A federal judge said in a ruling Thursday that a proposed payout of $12.25 million for the 100,000 drivers in the case represents only about a 10th of the amount of mileage reimbursement they were seeking under their own attorney’s methodology for valuing claims. Adding in other uncompensated claims, the drivers may have been “shortchanged” even more, U.S. District Judge Vince Chhabria in San Francisco wrote.
Chhabria also said the modest non-monetary benefits in the settlement don’t make up for the “serious defects in the monetary aspect.”
“We’re disappointed in the preliminary ruling,” Chelsea Wilson, a spokeswoman for Lyft, said in an e-mail. “We believe we reached a fair agreement with the plaintiffs and are currently evaluating our next steps.”
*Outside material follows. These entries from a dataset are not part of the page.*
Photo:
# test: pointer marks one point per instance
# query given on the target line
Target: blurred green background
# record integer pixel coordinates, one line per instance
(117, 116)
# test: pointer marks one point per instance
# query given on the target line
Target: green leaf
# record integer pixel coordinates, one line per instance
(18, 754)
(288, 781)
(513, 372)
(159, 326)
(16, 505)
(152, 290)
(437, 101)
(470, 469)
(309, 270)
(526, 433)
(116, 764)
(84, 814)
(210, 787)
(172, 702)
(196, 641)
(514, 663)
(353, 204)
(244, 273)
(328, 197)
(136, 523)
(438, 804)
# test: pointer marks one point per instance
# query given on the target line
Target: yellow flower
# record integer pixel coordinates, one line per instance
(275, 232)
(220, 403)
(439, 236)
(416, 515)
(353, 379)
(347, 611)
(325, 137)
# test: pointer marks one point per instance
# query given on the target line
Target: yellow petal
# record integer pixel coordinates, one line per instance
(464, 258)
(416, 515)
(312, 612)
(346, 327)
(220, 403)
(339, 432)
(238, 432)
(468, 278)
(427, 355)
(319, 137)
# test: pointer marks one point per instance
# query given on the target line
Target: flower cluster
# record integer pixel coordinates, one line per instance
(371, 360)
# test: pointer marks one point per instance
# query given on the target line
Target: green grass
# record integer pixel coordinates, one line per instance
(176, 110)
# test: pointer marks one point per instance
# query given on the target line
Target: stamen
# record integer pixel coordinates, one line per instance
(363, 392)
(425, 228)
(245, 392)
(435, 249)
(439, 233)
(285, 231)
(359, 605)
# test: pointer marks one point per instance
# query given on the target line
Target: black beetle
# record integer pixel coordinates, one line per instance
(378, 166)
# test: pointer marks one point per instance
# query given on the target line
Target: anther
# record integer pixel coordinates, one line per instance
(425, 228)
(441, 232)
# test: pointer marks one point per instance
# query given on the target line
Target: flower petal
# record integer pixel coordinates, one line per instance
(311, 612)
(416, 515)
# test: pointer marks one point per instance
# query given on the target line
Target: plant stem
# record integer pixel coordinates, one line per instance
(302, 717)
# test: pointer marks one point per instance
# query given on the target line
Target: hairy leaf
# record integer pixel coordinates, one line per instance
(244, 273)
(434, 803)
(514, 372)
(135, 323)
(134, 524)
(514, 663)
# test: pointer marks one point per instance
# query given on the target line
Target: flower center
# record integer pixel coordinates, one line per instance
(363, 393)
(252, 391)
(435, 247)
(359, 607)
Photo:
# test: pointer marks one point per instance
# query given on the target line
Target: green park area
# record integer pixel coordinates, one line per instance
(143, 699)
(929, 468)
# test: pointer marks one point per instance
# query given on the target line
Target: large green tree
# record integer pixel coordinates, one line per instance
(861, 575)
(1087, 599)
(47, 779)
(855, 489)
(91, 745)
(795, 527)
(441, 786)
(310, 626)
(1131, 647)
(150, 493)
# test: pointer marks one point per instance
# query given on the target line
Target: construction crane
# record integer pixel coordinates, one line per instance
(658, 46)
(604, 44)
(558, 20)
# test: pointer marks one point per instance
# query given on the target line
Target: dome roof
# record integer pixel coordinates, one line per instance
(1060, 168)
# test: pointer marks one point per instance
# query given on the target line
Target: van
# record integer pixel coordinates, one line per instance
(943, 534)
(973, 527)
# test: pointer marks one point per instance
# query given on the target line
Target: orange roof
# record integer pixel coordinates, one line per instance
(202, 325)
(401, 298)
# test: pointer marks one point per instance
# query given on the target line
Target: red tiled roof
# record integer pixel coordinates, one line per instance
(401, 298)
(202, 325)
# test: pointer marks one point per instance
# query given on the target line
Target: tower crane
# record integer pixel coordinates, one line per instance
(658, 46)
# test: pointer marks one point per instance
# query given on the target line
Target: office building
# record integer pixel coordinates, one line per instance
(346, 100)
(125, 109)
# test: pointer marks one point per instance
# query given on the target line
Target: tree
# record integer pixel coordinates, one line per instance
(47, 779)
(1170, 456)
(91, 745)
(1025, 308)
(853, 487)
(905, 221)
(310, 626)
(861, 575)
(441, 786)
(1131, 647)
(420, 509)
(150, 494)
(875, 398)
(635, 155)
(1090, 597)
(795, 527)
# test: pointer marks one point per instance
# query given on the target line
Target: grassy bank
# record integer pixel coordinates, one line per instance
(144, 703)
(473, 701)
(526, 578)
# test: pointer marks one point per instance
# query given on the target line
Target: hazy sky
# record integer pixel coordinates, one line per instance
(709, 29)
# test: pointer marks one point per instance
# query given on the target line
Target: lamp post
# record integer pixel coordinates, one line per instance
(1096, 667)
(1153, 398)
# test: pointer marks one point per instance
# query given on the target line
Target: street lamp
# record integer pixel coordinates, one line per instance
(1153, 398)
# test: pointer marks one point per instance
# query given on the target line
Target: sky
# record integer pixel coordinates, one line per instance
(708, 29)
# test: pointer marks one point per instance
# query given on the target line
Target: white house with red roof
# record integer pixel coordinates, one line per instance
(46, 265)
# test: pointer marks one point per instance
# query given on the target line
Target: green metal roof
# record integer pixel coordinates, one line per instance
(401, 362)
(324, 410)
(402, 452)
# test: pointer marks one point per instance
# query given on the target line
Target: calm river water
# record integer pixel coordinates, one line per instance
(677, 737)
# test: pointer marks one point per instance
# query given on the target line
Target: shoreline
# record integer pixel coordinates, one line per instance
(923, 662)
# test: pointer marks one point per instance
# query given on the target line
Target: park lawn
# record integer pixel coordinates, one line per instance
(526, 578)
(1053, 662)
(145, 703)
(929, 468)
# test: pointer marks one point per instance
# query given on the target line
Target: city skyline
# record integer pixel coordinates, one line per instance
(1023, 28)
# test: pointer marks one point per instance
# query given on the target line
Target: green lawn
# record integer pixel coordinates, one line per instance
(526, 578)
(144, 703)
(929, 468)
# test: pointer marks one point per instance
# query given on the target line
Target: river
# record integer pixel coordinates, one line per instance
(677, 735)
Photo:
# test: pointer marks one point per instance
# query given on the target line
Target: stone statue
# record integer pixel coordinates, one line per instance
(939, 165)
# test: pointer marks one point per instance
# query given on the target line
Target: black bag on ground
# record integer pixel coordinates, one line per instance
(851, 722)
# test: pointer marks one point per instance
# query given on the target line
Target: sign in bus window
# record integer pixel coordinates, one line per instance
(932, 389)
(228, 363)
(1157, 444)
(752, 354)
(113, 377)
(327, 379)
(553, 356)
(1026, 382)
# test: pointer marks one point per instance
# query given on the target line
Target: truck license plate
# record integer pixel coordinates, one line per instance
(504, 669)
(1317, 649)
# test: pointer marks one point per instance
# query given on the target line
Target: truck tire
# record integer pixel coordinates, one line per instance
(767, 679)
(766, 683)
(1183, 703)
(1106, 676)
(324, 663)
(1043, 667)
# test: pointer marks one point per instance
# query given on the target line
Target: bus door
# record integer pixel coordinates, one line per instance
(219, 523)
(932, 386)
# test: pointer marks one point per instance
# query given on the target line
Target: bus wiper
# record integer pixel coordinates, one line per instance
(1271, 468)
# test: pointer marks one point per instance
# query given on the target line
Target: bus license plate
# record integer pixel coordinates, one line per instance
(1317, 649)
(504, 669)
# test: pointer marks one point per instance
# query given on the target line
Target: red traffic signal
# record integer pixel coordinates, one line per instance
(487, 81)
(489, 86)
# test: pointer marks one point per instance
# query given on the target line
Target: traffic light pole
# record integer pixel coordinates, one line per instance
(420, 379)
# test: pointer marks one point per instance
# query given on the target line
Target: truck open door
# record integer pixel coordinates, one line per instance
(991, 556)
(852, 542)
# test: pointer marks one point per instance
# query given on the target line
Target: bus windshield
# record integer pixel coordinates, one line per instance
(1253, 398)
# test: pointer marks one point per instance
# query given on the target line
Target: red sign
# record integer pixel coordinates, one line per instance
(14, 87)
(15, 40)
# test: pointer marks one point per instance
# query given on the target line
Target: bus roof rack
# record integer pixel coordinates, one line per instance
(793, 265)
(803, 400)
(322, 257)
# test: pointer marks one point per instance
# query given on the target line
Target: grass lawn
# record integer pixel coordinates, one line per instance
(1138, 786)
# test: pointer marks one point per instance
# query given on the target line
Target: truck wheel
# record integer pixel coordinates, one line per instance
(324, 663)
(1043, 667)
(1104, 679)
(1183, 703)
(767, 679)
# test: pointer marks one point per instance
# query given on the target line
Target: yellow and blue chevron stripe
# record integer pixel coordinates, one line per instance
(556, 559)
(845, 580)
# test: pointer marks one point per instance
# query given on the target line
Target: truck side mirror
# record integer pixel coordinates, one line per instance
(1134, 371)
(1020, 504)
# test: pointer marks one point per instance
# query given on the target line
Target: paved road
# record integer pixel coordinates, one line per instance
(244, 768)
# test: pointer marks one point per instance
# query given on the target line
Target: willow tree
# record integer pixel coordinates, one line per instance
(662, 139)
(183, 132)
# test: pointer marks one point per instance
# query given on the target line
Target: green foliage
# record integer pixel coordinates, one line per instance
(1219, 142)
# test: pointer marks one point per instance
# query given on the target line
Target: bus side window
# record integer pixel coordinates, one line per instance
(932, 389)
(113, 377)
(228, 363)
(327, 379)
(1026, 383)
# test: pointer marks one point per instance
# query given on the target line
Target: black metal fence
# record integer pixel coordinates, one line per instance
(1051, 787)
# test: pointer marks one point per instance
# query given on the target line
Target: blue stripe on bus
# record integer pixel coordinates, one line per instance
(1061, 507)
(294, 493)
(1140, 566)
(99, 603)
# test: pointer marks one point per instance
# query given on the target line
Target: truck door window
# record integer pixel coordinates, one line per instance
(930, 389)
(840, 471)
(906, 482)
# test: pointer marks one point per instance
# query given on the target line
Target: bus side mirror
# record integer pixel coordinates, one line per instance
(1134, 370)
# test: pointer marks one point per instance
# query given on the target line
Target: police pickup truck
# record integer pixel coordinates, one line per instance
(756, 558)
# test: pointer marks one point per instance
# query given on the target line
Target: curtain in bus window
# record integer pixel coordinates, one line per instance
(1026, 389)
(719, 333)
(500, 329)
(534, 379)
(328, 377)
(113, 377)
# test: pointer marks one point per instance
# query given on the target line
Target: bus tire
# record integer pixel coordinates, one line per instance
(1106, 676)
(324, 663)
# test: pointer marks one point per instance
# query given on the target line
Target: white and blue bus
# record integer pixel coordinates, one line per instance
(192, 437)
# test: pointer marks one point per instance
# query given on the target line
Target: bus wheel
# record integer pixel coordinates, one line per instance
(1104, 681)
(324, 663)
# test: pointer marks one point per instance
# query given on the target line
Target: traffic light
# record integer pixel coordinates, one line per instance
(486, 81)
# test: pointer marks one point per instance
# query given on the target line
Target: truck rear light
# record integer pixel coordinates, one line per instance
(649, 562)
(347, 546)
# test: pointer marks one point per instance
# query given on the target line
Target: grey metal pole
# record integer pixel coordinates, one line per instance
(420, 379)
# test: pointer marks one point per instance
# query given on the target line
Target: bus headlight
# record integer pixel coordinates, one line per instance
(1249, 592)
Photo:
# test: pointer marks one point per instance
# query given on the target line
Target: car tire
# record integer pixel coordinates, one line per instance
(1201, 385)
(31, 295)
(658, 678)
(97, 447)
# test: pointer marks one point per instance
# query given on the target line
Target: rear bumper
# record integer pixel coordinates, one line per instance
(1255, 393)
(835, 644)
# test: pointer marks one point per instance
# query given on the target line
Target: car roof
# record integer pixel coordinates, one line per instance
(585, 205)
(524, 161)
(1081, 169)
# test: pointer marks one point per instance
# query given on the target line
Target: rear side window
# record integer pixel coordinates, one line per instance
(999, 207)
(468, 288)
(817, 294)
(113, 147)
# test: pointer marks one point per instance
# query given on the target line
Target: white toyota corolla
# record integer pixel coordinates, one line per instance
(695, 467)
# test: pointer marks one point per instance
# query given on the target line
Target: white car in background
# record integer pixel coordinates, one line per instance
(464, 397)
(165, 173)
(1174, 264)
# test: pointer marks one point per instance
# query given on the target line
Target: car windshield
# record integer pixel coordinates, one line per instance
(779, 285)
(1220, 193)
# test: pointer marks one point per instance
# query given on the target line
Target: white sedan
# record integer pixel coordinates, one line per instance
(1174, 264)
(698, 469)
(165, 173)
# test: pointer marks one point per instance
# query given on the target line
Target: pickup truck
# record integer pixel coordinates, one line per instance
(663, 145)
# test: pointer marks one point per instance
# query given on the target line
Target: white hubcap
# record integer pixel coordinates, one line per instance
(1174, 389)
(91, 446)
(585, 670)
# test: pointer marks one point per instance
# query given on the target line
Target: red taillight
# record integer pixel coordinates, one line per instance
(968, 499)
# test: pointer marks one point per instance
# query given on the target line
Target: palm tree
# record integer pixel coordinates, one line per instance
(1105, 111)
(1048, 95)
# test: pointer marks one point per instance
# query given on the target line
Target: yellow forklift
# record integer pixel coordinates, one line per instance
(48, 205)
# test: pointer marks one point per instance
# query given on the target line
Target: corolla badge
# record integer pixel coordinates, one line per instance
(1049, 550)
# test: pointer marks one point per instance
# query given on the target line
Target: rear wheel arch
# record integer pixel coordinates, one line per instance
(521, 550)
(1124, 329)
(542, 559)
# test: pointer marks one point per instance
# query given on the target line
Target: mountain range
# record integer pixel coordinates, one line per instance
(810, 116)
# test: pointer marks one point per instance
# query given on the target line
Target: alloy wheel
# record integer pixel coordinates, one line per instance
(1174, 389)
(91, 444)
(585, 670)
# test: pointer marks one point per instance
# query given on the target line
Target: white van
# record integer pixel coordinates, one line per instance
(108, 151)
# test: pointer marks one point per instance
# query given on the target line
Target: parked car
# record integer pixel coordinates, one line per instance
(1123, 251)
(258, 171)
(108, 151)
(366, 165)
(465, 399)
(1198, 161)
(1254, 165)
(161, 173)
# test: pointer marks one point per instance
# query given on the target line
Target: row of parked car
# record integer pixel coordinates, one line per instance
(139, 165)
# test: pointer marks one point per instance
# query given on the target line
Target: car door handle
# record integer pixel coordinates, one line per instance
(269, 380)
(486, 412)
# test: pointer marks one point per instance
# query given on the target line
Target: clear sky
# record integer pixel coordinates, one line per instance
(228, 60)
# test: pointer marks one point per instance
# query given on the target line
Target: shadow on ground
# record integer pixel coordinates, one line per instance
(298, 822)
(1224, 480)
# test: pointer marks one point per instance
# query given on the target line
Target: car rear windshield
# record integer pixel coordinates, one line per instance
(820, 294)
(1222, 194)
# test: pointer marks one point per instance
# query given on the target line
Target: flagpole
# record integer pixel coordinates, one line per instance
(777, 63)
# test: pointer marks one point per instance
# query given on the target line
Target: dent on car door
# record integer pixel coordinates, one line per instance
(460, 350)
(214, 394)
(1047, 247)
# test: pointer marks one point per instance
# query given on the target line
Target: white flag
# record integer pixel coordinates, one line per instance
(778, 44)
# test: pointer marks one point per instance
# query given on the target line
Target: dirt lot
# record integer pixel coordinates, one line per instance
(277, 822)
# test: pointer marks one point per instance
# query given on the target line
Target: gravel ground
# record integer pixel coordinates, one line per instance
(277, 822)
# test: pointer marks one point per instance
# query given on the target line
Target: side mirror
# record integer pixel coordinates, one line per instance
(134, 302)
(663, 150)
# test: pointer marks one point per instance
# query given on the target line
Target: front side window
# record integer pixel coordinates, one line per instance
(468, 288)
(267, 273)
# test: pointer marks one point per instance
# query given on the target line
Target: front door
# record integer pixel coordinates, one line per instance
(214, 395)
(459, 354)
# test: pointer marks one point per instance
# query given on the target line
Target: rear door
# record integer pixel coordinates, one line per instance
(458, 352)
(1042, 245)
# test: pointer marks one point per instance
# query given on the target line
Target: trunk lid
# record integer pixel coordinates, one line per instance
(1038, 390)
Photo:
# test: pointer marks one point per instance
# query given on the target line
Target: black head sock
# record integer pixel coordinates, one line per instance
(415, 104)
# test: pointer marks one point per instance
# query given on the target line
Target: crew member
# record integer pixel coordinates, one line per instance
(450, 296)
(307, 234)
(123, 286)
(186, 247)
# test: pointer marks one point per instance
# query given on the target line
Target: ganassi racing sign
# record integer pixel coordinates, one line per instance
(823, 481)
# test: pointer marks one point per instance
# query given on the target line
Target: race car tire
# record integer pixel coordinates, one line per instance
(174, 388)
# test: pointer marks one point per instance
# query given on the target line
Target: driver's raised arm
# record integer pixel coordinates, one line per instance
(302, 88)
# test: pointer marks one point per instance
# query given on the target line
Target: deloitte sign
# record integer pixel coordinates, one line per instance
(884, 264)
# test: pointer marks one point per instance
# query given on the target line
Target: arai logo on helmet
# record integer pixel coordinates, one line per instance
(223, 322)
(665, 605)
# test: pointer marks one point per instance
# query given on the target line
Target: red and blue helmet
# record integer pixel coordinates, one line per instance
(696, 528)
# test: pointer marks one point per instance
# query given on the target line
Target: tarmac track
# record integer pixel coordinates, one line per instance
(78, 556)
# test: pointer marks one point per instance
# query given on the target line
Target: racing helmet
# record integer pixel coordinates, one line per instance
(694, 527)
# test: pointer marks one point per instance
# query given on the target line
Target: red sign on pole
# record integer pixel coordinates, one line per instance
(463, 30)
Shannon Liss-Riordan, a lawyer for the drivers, didn’t immediately respond to an e-mail or phone call seeking comment on the ruling. A third of the $12.25 million settlement fund was designated for attorney fees.
The judge also rejected criticism from the Teamsters union that the settlement forfeits the main goal of the drivers’ lawsuit — to force Lyft to treat them as full-fledged employees rather than contractors. The accord announced in January didn’t make any change to Lyft’s classification of its California driver as independent contractors.
“The Teamsters’ position is based largely on policy arguments better made to the legislative and executive branches,” Chhabria said. “And it disregards the risks the drivers would face if they took their case to trial.”
The case is Cotter v. Lyft Inc., 13-cv-04065, U.S. District Court, Northern District of California (San Francisco).